In Robinson’s adm’r v. Brock (1 Hen. & Mun.), Judge Tucker, of the Court of Appeals of Virginia, said: “ With respect to the objection to the action at law in this case, in consequence of the legal estate being alleged to be in the trustees under the deed of 1788,1 think the position of the appellant’s counsel, that on the death of the husband and wife without children the trust is executed, is correct. But if it were not, still, upon the principles and reasoning in some of the English cases, I think the objection ought not to prevail in this case. *31For example, in the case of Goodtitle on the demise of Hart v. Knot (Cowp. 43), it is said that it has often been determined ‘that an estate in trust merely for the benefit of the cestui que trust shall not be set up against him; any thing shall rather be presumed; ■ nor shall a man defend himself by any estate which makes a part of the title of the lessor of the plaintiff.’ ” (1 Hen. & Mun. 227.) And Judge Roan, in the same case, announced the same doctrine (p. 220).
This doctrine was again recognized by the Court of Appeals of Virginia in Smith v. Smith (6 Munf. 581), where a slave was conveyed to a married woman for her separate use, and after the death of her husband his administrators sued her in detinue for the slave, and the court held that they could not recover.
And this court, in Griffith v. Griffith (5 B. Mon. 119), recognized that case as “an express authority to the effect that in case of a conveyance of a slave to a married woman for her separate use, she will be regarded as having a separate estate, and that she may resist her husband’s administrators, even in an action of detinue brought against her,” thus in effect overruling that part of the opinion in Wood v. Bridges, where it was said that if the first administrator of the husband “had claimed the property as that of his intestate, and taken possession of it as such, the plaintiff (the widow) could not have maintained detinue against him, because his right would have been legal, and hers equitable only.”

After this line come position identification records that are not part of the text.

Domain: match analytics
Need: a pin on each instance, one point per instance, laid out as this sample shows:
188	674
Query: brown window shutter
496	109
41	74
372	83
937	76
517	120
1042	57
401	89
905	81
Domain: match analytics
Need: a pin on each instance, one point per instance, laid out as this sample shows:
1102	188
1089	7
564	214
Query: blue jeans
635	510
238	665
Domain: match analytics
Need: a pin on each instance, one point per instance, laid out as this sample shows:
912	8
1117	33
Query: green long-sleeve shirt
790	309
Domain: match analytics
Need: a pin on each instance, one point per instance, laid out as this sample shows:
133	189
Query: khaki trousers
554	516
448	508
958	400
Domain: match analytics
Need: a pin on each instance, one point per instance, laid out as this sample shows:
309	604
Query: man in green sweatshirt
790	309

It does not matter that in the one case the widow was plaintiff and in the other a defendant. A legal title which can be set up to defeat the plaintiff will enable the person holding it to sustain an action if the possession of the property should be so changed as to reverse the position of the parties and make the defendant in one action the plaintiff in another.
This doctrine, so rational and so well supported by authorities under the former system of practice, is eminently proper *32and just under our more liberal system, in which the substantial rights of litigants are less encumbered by technical rules, which too often retarded the administration of justice.
Counsel for the appellant do not deny that if a valid gift was made by Thompson to his wife she has a right to recover the proceeds of that property now in the hands of their client, and to have the legal estate vested in her and her present husband; and this court held, in Griffith v. Griffith, supra, that “upon the death of the husband there was no further need of holding the title separate from the use, and a court of equity should unite them, or regard them as united, in the wife.” But counsel contend that this union can only be effected in equity.
For the reasons given, and upon the authorities referred to, we think the more rational, convenient, and just conclusion is, to regard the legal estate and beneficial use as united by the death of the husband, which put an end to the necessity that separated them; and, as the rulings of the court below conform to this view, the judgment is affirmed.